The purpose of the meeting was to obtain agreement from the FDA on the content of the proposed NDA, and in particular, to confirm that the company’s clinical data package, including the two completed phase 3 pivotal studies, would be sufficient to support an NDA submission and review. As an outcome of this pre-NDA meeting, the FDA agreed that the proposed clinical data package is sufficient to support an NDA submission and review.
Glaukos’ corneal cross-linking iLink therapies use proprietary, bio-activated, single-use drug formulations to strengthen corneal tissue and halt progression of keratoconus.
Typically diagnosed in a patient’s teenage years, keratoconus is a debilitating eye condition characterized by progressive thinning and weakening of the cornea. If left untreated, keratoconus can lead to loss of vision and even blindness and is one of the leading causes of corneal transplant (penetrating keratoplasty) in the United States. Approximately 90% of cases of keratoconus are bilateral and as many as 20% of patients ultimately require a corneal transplant.
Conventional keratoconus treatments such as eyeglasses or contact lenses address symptoms but Glaukos’ first-generation iLink therapy, known as Photrexa, or Epi-off, is the first and only FDA-approved therapy that has been shown to slow or halt disease progression. There are more than 300 peer-reviewed publications supporting the performance and safety of Glaukos’ iLink therapy.

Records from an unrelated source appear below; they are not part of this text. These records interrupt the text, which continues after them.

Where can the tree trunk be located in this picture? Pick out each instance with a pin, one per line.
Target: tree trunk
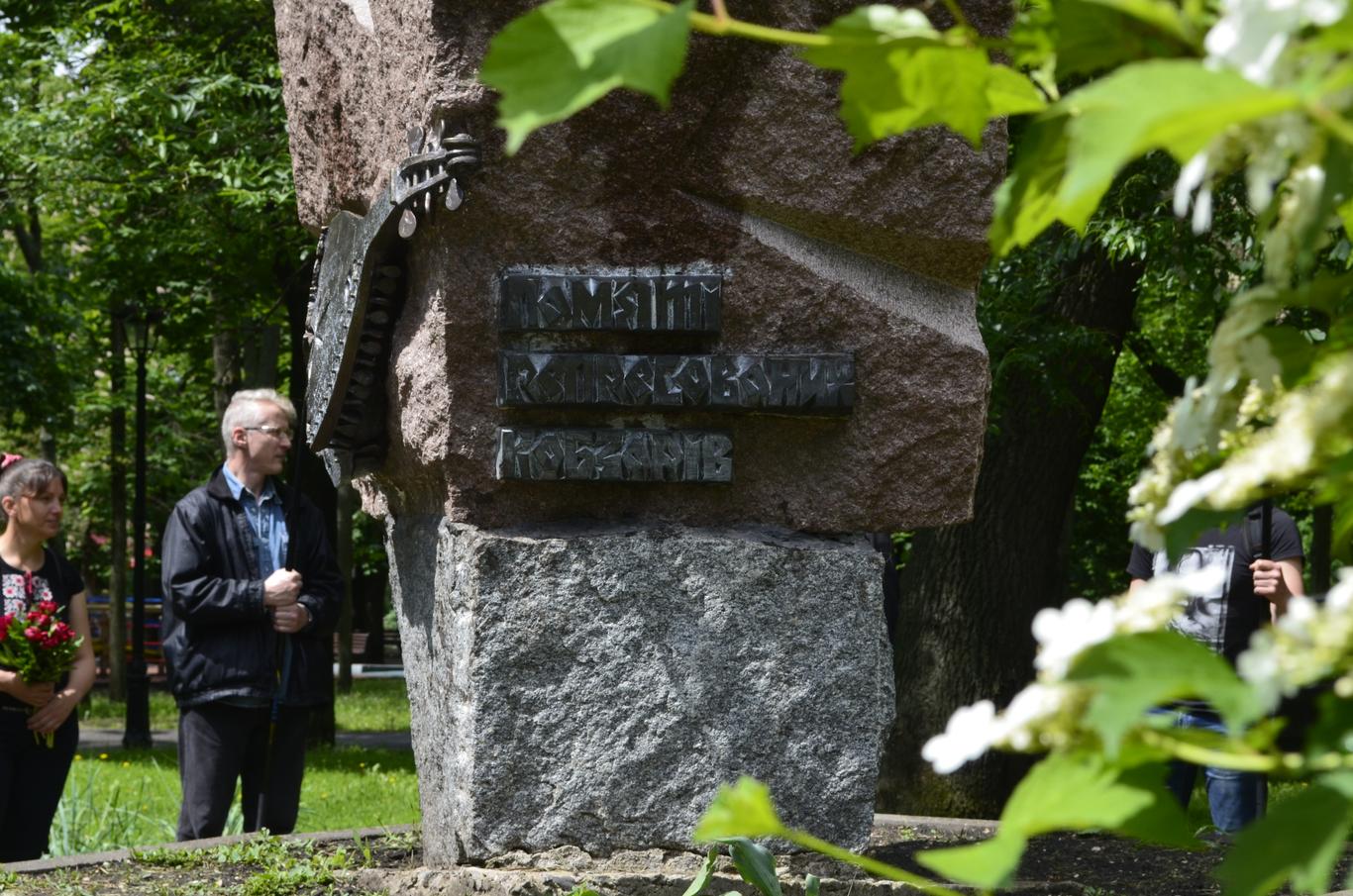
(347, 504)
(1322, 537)
(261, 355)
(969, 592)
(225, 362)
(118, 496)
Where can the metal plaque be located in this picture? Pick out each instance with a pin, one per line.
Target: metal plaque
(351, 307)
(614, 454)
(635, 303)
(775, 382)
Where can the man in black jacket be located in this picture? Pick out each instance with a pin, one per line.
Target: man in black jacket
(252, 593)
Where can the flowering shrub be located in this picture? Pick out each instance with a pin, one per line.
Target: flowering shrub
(1257, 88)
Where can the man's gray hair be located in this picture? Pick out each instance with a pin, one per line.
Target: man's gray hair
(244, 411)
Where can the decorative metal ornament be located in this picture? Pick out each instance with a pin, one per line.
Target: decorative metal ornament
(356, 289)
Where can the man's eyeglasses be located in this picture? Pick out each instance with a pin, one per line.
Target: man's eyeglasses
(276, 432)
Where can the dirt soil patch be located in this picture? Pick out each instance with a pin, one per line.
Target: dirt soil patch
(1057, 863)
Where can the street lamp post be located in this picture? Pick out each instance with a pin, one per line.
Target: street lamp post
(137, 734)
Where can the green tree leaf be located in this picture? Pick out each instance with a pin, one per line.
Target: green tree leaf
(704, 874)
(988, 865)
(1068, 791)
(1301, 838)
(755, 863)
(1093, 36)
(1083, 791)
(1133, 673)
(900, 74)
(566, 54)
(1073, 150)
(742, 810)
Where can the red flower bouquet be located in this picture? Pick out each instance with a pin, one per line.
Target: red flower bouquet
(38, 647)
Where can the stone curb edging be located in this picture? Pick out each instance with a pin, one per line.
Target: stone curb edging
(87, 859)
(977, 828)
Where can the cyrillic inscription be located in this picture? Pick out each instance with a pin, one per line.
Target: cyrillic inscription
(614, 455)
(799, 384)
(666, 303)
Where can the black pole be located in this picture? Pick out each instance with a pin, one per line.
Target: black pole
(1267, 529)
(137, 734)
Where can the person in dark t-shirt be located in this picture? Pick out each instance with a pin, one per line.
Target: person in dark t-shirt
(38, 729)
(1253, 592)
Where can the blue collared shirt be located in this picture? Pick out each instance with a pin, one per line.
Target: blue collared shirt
(266, 519)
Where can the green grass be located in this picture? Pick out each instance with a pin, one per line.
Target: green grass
(130, 798)
(102, 713)
(375, 704)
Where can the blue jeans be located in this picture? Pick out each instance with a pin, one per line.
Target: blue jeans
(1234, 798)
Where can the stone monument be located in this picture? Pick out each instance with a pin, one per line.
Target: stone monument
(623, 399)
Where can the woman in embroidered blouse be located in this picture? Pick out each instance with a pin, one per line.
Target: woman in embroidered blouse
(32, 772)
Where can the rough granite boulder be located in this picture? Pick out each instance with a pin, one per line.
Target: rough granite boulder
(594, 687)
(749, 174)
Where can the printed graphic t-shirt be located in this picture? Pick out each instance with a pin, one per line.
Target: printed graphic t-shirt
(1224, 618)
(57, 581)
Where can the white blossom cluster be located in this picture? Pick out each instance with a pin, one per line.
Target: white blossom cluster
(1308, 644)
(1282, 157)
(1043, 714)
(1294, 447)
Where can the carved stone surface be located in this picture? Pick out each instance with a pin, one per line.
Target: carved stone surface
(592, 688)
(750, 177)
(614, 455)
(638, 303)
(779, 384)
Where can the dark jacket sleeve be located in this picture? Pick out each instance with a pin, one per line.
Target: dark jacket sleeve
(321, 583)
(1141, 562)
(196, 593)
(1287, 540)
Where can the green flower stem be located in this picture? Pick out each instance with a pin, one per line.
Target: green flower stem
(727, 26)
(1331, 122)
(1205, 755)
(872, 865)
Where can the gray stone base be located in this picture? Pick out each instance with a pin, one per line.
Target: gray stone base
(594, 688)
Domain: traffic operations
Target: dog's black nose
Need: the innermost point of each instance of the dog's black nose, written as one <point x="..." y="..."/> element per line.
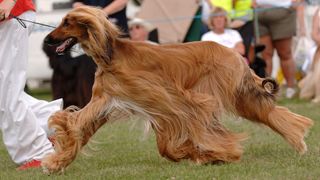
<point x="49" y="40"/>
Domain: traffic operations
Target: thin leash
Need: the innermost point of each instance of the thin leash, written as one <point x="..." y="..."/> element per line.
<point x="23" y="24"/>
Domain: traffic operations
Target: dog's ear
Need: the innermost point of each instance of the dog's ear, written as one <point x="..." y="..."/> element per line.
<point x="101" y="35"/>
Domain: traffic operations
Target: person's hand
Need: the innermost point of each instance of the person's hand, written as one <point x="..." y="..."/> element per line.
<point x="5" y="8"/>
<point x="77" y="4"/>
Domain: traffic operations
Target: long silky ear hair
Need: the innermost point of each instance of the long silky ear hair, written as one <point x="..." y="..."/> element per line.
<point x="101" y="33"/>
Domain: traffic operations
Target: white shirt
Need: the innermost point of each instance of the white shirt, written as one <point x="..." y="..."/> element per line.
<point x="276" y="3"/>
<point x="229" y="38"/>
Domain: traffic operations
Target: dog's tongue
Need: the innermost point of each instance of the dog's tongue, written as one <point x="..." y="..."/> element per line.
<point x="63" y="46"/>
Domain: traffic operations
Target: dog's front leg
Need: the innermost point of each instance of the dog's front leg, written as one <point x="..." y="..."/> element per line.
<point x="74" y="128"/>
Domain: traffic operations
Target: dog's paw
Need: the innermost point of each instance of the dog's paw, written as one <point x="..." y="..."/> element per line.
<point x="51" y="164"/>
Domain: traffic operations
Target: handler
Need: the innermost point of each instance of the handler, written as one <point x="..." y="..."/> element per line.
<point x="23" y="119"/>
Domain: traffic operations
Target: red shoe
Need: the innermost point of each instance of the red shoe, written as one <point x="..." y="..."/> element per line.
<point x="31" y="164"/>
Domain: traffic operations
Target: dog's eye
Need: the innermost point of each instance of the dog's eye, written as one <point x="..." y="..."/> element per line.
<point x="66" y="23"/>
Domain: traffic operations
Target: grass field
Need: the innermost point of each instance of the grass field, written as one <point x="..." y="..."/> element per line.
<point x="123" y="152"/>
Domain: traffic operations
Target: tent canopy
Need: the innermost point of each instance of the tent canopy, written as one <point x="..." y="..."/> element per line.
<point x="172" y="18"/>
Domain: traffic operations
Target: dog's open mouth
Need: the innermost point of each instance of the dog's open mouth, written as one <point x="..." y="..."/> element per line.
<point x="66" y="45"/>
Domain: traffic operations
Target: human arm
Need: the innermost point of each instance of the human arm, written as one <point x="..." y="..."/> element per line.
<point x="115" y="6"/>
<point x="300" y="17"/>
<point x="5" y="8"/>
<point x="315" y="34"/>
<point x="239" y="47"/>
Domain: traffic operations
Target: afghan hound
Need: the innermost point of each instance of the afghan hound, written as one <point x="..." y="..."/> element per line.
<point x="181" y="89"/>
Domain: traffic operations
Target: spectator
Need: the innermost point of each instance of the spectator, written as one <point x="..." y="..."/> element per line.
<point x="139" y="30"/>
<point x="218" y="21"/>
<point x="309" y="85"/>
<point x="242" y="21"/>
<point x="114" y="9"/>
<point x="23" y="119"/>
<point x="277" y="26"/>
<point x="207" y="6"/>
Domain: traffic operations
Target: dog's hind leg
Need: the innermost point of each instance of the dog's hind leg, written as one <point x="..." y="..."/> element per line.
<point x="73" y="130"/>
<point x="257" y="104"/>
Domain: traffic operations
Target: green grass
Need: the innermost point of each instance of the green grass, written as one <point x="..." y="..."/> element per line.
<point x="123" y="153"/>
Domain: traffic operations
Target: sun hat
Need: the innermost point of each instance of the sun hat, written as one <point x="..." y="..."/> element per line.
<point x="141" y="22"/>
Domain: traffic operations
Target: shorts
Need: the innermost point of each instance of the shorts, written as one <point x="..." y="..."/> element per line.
<point x="279" y="23"/>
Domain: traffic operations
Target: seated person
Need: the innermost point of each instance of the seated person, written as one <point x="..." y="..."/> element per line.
<point x="218" y="21"/>
<point x="309" y="85"/>
<point x="139" y="30"/>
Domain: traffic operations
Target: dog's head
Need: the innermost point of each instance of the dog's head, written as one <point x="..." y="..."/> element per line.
<point x="87" y="26"/>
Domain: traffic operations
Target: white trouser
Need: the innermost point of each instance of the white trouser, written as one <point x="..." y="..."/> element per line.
<point x="23" y="119"/>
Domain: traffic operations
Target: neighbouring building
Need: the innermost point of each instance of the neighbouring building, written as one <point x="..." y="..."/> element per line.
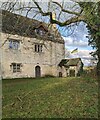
<point x="29" y="48"/>
<point x="70" y="67"/>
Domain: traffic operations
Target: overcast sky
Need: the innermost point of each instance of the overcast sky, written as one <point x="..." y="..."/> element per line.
<point x="78" y="39"/>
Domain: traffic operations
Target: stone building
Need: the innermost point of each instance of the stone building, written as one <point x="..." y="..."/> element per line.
<point x="70" y="67"/>
<point x="29" y="48"/>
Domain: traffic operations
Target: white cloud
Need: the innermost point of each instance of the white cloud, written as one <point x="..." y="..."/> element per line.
<point x="83" y="54"/>
<point x="69" y="41"/>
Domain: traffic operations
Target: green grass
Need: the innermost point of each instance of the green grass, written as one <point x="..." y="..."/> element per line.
<point x="50" y="98"/>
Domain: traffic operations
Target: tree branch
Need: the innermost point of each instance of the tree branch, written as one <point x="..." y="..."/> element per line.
<point x="67" y="11"/>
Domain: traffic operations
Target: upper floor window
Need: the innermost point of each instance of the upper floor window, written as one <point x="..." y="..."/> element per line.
<point x="38" y="48"/>
<point x="16" y="67"/>
<point x="14" y="44"/>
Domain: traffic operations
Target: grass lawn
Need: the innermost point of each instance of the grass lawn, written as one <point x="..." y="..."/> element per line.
<point x="50" y="98"/>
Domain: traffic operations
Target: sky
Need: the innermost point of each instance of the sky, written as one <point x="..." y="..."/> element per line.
<point x="77" y="38"/>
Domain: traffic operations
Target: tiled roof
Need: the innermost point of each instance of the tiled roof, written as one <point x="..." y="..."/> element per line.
<point x="23" y="26"/>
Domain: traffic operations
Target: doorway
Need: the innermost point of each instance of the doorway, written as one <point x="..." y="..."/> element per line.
<point x="37" y="71"/>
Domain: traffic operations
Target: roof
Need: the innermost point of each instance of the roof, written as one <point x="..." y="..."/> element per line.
<point x="70" y="62"/>
<point x="16" y="24"/>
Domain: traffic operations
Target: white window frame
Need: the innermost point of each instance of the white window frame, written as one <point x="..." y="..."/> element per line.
<point x="38" y="48"/>
<point x="16" y="67"/>
<point x="14" y="44"/>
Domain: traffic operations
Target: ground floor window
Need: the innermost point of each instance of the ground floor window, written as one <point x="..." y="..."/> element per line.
<point x="16" y="67"/>
<point x="72" y="73"/>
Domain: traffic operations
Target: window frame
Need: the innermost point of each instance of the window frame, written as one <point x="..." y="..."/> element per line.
<point x="38" y="48"/>
<point x="14" y="44"/>
<point x="16" y="67"/>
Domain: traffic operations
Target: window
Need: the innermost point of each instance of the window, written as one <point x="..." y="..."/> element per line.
<point x="16" y="67"/>
<point x="14" y="44"/>
<point x="40" y="32"/>
<point x="38" y="47"/>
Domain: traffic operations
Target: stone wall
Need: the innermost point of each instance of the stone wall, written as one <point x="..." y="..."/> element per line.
<point x="52" y="53"/>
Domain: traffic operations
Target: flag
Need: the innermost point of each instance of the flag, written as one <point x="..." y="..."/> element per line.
<point x="75" y="50"/>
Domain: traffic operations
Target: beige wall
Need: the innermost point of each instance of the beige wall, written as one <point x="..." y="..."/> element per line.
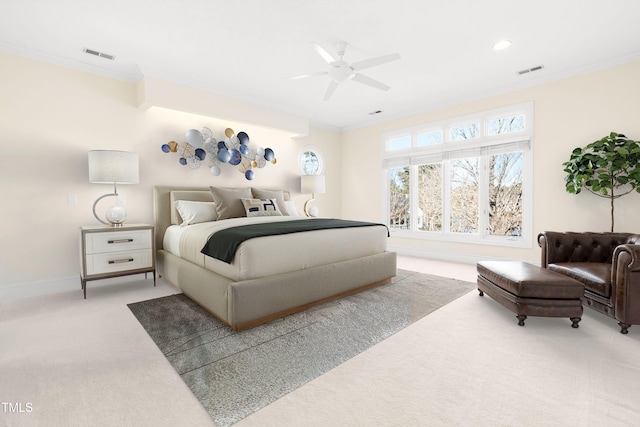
<point x="569" y="113"/>
<point x="50" y="116"/>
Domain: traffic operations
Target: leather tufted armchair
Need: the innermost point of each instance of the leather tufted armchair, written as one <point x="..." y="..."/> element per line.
<point x="607" y="263"/>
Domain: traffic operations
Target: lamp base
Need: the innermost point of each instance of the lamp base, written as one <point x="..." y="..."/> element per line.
<point x="116" y="215"/>
<point x="310" y="211"/>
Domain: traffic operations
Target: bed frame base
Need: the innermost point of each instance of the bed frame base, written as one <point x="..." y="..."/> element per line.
<point x="248" y="303"/>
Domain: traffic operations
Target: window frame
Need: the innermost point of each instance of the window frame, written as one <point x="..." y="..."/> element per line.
<point x="482" y="147"/>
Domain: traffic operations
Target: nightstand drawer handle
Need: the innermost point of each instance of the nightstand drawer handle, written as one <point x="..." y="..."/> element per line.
<point x="120" y="261"/>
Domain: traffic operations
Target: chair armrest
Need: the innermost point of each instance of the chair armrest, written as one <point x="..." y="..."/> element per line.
<point x="563" y="247"/>
<point x="626" y="257"/>
<point x="625" y="283"/>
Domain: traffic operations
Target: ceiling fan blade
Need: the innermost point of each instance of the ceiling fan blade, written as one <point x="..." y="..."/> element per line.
<point x="368" y="63"/>
<point x="332" y="88"/>
<point x="324" y="53"/>
<point x="360" y="78"/>
<point x="304" y="76"/>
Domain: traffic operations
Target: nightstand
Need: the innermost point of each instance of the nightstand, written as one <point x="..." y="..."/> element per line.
<point x="107" y="251"/>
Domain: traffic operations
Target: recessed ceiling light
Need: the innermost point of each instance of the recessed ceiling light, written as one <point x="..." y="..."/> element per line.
<point x="502" y="44"/>
<point x="99" y="54"/>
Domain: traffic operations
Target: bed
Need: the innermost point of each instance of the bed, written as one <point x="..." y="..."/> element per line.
<point x="269" y="277"/>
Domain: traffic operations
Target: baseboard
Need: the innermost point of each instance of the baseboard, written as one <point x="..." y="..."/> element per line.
<point x="441" y="256"/>
<point x="16" y="291"/>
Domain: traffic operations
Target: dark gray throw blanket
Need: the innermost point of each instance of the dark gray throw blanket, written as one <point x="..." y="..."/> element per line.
<point x="223" y="244"/>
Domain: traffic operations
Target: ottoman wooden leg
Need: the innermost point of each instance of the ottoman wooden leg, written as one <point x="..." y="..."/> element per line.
<point x="575" y="321"/>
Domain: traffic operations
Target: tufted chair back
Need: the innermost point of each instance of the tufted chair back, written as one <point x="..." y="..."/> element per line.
<point x="560" y="247"/>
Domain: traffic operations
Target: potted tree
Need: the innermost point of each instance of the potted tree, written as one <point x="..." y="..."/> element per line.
<point x="609" y="168"/>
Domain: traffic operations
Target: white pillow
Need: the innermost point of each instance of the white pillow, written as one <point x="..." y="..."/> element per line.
<point x="261" y="207"/>
<point x="290" y="206"/>
<point x="195" y="212"/>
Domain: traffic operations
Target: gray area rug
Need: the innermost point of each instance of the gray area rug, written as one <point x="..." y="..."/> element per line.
<point x="234" y="374"/>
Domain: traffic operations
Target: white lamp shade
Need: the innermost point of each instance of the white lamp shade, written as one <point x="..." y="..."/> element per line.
<point x="312" y="184"/>
<point x="109" y="167"/>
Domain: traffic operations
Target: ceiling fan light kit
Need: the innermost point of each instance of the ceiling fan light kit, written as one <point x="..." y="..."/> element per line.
<point x="341" y="71"/>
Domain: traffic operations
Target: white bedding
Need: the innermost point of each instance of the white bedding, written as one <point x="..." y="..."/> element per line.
<point x="266" y="256"/>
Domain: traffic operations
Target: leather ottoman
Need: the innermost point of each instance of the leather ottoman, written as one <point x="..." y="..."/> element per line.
<point x="528" y="290"/>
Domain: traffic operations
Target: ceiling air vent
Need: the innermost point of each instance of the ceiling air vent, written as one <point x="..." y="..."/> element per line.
<point x="530" y="70"/>
<point x="100" y="54"/>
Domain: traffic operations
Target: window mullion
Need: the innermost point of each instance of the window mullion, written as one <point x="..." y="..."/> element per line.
<point x="414" y="203"/>
<point x="483" y="197"/>
<point x="446" y="197"/>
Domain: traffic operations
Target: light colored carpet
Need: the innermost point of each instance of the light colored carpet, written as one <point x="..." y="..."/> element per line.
<point x="469" y="363"/>
<point x="90" y="363"/>
<point x="233" y="374"/>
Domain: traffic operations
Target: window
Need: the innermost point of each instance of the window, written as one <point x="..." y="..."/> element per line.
<point x="311" y="161"/>
<point x="465" y="179"/>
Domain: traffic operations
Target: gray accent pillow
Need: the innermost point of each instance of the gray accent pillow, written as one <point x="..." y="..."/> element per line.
<point x="278" y="196"/>
<point x="229" y="201"/>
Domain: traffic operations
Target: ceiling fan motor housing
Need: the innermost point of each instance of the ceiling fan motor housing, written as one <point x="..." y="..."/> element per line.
<point x="340" y="71"/>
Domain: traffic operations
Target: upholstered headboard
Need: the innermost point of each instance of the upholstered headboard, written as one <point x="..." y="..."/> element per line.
<point x="165" y="212"/>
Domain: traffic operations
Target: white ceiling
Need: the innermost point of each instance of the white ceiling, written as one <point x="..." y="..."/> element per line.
<point x="246" y="49"/>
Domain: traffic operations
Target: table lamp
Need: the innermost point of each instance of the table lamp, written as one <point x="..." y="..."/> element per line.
<point x="112" y="167"/>
<point x="311" y="184"/>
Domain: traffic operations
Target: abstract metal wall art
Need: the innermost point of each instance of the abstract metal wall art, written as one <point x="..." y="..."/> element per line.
<point x="233" y="149"/>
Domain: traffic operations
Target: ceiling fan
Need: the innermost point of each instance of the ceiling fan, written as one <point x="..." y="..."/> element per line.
<point x="340" y="71"/>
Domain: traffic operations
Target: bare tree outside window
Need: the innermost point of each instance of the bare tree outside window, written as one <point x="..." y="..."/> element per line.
<point x="457" y="165"/>
<point x="465" y="180"/>
<point x="430" y="197"/>
<point x="399" y="207"/>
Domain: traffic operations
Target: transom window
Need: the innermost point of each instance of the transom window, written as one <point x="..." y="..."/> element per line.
<point x="463" y="179"/>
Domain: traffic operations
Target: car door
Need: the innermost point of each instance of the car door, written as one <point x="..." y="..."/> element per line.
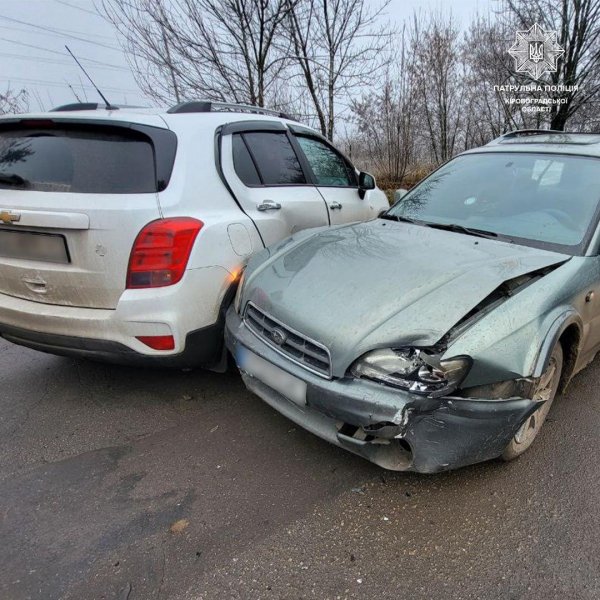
<point x="336" y="180"/>
<point x="267" y="177"/>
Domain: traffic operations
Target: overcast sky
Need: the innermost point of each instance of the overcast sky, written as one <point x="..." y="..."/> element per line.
<point x="33" y="34"/>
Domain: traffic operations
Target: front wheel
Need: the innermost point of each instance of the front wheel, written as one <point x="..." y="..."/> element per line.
<point x="545" y="391"/>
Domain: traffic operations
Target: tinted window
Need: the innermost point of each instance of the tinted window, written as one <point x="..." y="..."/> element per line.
<point x="275" y="158"/>
<point x="327" y="165"/>
<point x="77" y="161"/>
<point x="242" y="162"/>
<point x="547" y="199"/>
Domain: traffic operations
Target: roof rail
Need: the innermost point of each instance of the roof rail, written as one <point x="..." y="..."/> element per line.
<point x="194" y="106"/>
<point x="89" y="106"/>
<point x="526" y="132"/>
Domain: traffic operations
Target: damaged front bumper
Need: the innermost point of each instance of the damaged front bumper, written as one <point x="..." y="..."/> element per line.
<point x="394" y="429"/>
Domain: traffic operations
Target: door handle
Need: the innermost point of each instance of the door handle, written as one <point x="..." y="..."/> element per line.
<point x="268" y="205"/>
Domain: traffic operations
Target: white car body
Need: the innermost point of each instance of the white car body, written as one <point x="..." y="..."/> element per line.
<point x="82" y="305"/>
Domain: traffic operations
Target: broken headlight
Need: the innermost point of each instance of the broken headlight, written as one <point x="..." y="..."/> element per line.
<point x="412" y="369"/>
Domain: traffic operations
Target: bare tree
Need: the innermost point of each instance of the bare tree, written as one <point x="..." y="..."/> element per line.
<point x="227" y="50"/>
<point x="14" y="101"/>
<point x="438" y="68"/>
<point x="386" y="121"/>
<point x="339" y="47"/>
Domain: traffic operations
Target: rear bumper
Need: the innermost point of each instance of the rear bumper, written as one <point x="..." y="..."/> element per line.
<point x="202" y="347"/>
<point x="424" y="435"/>
<point x="191" y="311"/>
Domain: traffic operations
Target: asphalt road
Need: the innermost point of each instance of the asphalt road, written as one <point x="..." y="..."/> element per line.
<point x="141" y="484"/>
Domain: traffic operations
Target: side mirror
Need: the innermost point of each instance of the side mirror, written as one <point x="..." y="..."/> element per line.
<point x="399" y="194"/>
<point x="366" y="181"/>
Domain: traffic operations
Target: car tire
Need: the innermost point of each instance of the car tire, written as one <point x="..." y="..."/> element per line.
<point x="546" y="390"/>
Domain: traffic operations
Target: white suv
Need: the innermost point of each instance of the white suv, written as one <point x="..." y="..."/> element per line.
<point x="123" y="232"/>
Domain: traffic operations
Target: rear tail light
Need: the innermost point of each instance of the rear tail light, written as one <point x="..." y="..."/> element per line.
<point x="158" y="342"/>
<point x="161" y="251"/>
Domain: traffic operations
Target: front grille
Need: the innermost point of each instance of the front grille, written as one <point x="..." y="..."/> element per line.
<point x="305" y="352"/>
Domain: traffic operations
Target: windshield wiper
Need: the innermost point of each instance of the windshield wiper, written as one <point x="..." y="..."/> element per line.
<point x="462" y="229"/>
<point x="399" y="218"/>
<point x="13" y="179"/>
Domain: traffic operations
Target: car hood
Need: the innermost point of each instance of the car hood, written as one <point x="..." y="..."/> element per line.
<point x="384" y="283"/>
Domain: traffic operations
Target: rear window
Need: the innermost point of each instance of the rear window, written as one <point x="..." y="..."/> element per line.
<point x="90" y="161"/>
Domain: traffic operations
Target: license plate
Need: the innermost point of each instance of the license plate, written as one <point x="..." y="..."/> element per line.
<point x="45" y="247"/>
<point x="287" y="385"/>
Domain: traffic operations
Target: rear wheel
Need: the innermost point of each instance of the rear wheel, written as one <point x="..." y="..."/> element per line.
<point x="545" y="391"/>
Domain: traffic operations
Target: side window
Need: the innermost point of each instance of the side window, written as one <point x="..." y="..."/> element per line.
<point x="242" y="162"/>
<point x="329" y="167"/>
<point x="271" y="155"/>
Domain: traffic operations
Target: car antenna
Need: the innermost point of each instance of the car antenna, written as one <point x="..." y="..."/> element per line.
<point x="106" y="102"/>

Epioxa, which is designed to preserve the corneal epithelium, reduce procedure times, improve patient comfort and shorten recovery time, utilizes a proprietary, novel drug formulation designed to penetrate the epithelial layer of the cornea, a stronger UV-A irradiation protocol and the ability to deliver increased levels of supplemental oxygen to enhance cross-linking.
If approved, the company anticipates Epioxa would be the first FDA-approved, non-invasive corneal cross-linking therapy that does not require removal of the corneal epithelium, the outermost layer of the front of the eye.